Hungry Like The Wolf, Man


The Wolf Man, written by Curt Siodmak, directed by George Waggner, starring Lon Chaney Jr. (Larry Talbot), Claude Rains (Sir John Talbot), Bela Lugosi (Bela), Maria Ouspenskaya (Maleva), Evelyn Ankers (Gwen), and Ralph Bellamy (Colonel Montford) (1941): One of the high points of the Universal monster movies of the 1930's and 1940's. Trimmed to the bone (70 minutes of running time) and smartly suggestive rather than explicit, The Wolf Man follows Lawrence Talbot,an affable Americanized second son returning to the family estate somewhere in England after 18 years away because of the death of his brother at the paws of...a werewolf!

Shape-changing hilarity soon ensues as Talbot gets bitten by a Gypsy werewolf named Bela, played by Bela Lugosi. Soon, Talbot is turning into a werewolf and threatening new gal pal Gwen and pretty much anyone else who goes outside during a full moon. For the purposes of the movie, a full moon lasts three days.
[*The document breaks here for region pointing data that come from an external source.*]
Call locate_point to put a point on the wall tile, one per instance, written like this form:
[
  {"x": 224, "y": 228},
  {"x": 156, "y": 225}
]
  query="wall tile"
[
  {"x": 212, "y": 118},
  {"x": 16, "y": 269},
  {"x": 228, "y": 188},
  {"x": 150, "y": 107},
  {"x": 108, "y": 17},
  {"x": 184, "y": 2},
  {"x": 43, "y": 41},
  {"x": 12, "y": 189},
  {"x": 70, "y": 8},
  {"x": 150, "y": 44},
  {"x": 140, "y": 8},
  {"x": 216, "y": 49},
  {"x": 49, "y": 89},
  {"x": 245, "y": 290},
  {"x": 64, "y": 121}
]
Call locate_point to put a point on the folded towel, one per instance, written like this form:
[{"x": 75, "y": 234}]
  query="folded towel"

Werewolfery isn't super-precise.

The Wolf Man pretty much invented many of the werewolf tropes that writers and film-makers now treat as myth-based, including the bipedal, clothes-wearing version of the werewolf, which bears no resemblance to any man-wolf of the past. We also get the famous werewolf rhyme, and an iconic performance by Maria Ouspenskaya as an old Gypsy woman who knows a lot about werewolves.
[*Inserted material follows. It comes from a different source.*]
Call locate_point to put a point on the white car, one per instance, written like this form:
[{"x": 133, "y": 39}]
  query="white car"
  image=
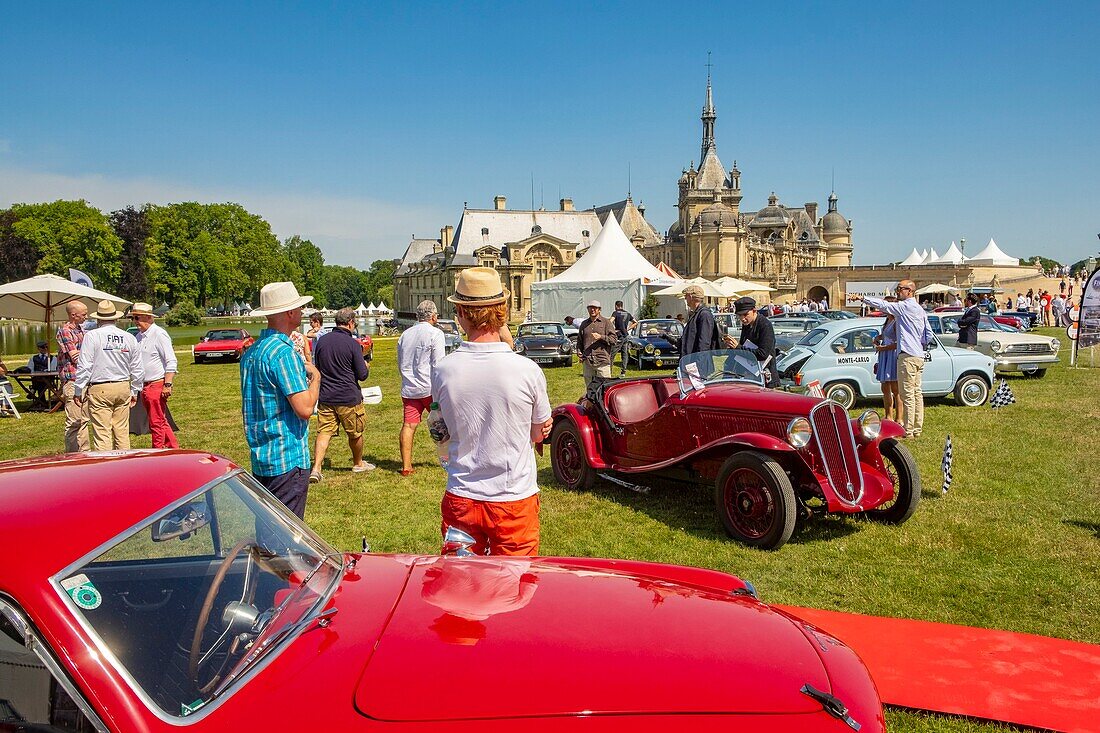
[{"x": 840, "y": 356}]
Lon Chaney Jr. wasn't a great actor, and he was always overshadowed by the achievements of his 'Man of a 1000 Faces' father, Lon Chaney Sr.. He's a bulky, affable presence, though, and the film plays to that, making him a bewildered innocent doomed by chance. Well, sort of doomed. There were still a lot of sequels to be made. Claude Rains is nifty as always playing Larry Talbot's father, whose telescope gives us a comedy scene that's probably a lot funnier and creepier now than it was in 1941. Recommended.